We hope the PM’s current analysis is correct, but flipping a pancake to see how the chips will land on national unity in this territory is, well…
NATIONAL UNITY IS A SERIOUS QUESTION
Do most Albertans want to be American? Not really, no.
Do most Albertans want to be Canadian? Yes, but…
Do most Albertans want to be Albertan? Yes!
Our great challenge in The West is figuring out how to reconcile the latter two identities.
Peter Lougheed, the last Alberta premier to really tangle with a Trudeau was a Canada First guy.
Jacques Parizeau, the Quebec premier (and in many respects, like Lougheed, a pragmatist) understood Canada quite differently.
Parizeau was a key player in The Quiet Revolution, co-founding the Quebec Pension Plan and with it the powerful institutional investor Caisse de dépôt et placement du Québec. Yes — a money guy and political smartee, who, in 1967, Canada’s centennial year, was invited to give a talk in Banff about the success of Canada’s confederation (sic!).

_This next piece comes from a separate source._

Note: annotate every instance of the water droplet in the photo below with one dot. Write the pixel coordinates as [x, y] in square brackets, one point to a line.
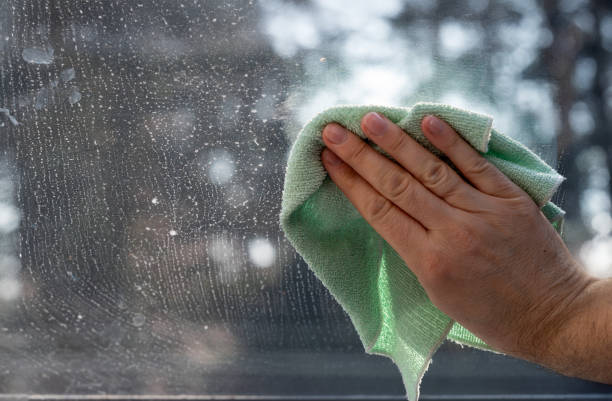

He took a passenger train across our fair dominion, boarding in Montreal the birthplace of the Canadian Pacific Railway. By the time he got to Banff, he realized that Canada was a false front — simply put, a contrivance. And it was bound to fail, sooner or later. Needless to say, the speech he gave was not the one he set out to give.
And it was later in the 1970s, when Quebec artists, thinkers, politicians and business looked toward France for inspiration and were rebuffed, Parizeau and his confreres realized they weren’t French per se. They were first and foremost Quebecers.
Just like Quebeckers are not French, Albertans’ mother-ship is not America.
It’s utter fantasy to believe Alberta could leave Canada and have influence as an American state.
There’s a fancy word that accurately describes the state we’re in: liminal “between or belonging to two different places.”
And like the word, Alberta is between stories. We have to come together to figure out our new story.
Peter Lougheed wasn’t wrong a generation ago to think and proclaim I’m Canadian first. And an Albertan second.
Given the tone-deaf utterances from the Prime Minister and his cohort, should anyone be surprised if priorities shift to Albertan first, Canadian second?
We’re not being flippant.
We take no pleasure in reporting these sentiments.
And if we — we Albertans — knew our political history, our story, we would know exactly what to do right now.